In the following script, I'm finding that the jobs launched by GridSearchCV seem to hang.
import json
import pandas as pd
import numpy as np
import unicodedata
import re
from sklearn.pipeline import Pipeline
from sklearn.feature_extraction.text import CountVectorizer
from sklearn.feature_extraction.text import TfidfTransformer
from sklearn.decomposition import TruncatedSVD
from sklearn.linear_model import SGDClassifier
import sklearn.cross_validation as CV
from sklearn.grid_search import GridSearchCV
from nltk.stem import WordNetLemmatizer
# Seed for randomization. Set to some definite integer for debugging and set to None for production
seed = None
### Text processing functions ###
def normalize(string):#Remove diacritics and whatevs
return "".join(ch.lower() for ch in unicodedata.normalize('NFD', string) if not unicodedata.combining(ch))
wnl = WordNetLemmatizer()
def tokenize(string):#Ignores special characters and punct
return [wnl.lemmatize(token) for token in re.compile('\w\w+').findall(string)]
def ngrammer(tokens):#Gets all grams in each ingredient
max_n = 2
return [":".join(tokens[idx:idx+n]) for n in np.arange(1,1 + min(max_n,len(tokens))) for idx in range(len(tokens) + 1 - n)]
print("Importing training data...")
with open('/Users/josh/dev/kaggle/whats-cooking/data/train.json','rt') as file:
recipes_train_json = json.load(file)
# Build the grams for the training data
print('\nBuilding n-grams from input data...')

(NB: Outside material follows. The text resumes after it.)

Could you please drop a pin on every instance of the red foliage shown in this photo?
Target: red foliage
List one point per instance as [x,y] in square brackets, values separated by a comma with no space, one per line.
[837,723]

for recipe in recipes_train_json:
recipe['grams'] = [term for ingredient in recipe['ingredients'] for term in ngrammer(tokenize(normalize(ingredient)))]
# Build vocabulary from training data grams.
vocabulary = list({gram for recipe in recipes_train_json for gram in recipe['grams']})
# Stuff everything into a dataframe.
ids_index = pd.Index([recipe['id'] for recipe in recipes_train_json],name='id')
recipes_train = pd.DataFrame([{'cuisine': recipe['cuisine'], 'ingredients': " ".join(recipe['grams'])} for recipe in recipes_train_json],columns=['cuisine','ingredients'], index=ids_index)
# Extract data for fitting
fit_data = recipes_train['ingredients'].values
fit_target = recipes_train['cuisine'].values
# extracting numerical features from the ingredient text
feature_ext = Pipeline([('vect', CountVectorizer(vocabulary=vocabulary)),
('tfidf', TfidfTransformer(use_idf=True)),
('svd', TruncatedSVD(n_components=1000))
])
lsa_fit_data = feature_ext.fit_transform(fit_data)
# Build SGD Classifier
clf = SGDClassifier(random_state=seed)
# Hyperparameter grid for GRidSearchCV.
parameters = {
'alpha': np.logspace(-6,-2,5),
}
# Init GridSearchCV with k-fold CV object
cv = CV.KFold(lsa_fit_data.shape[0], n_folds=3, shuffle=True, random_state=seed)
gs_clf = GridSearchCV(
estimator=clf,
param_grid=parameters,
n_jobs=-1,
cv=cv,
scoring='accuracy',
verbose=2
)
# Fit on training data
print("\nPerforming grid search over hyperparameters...")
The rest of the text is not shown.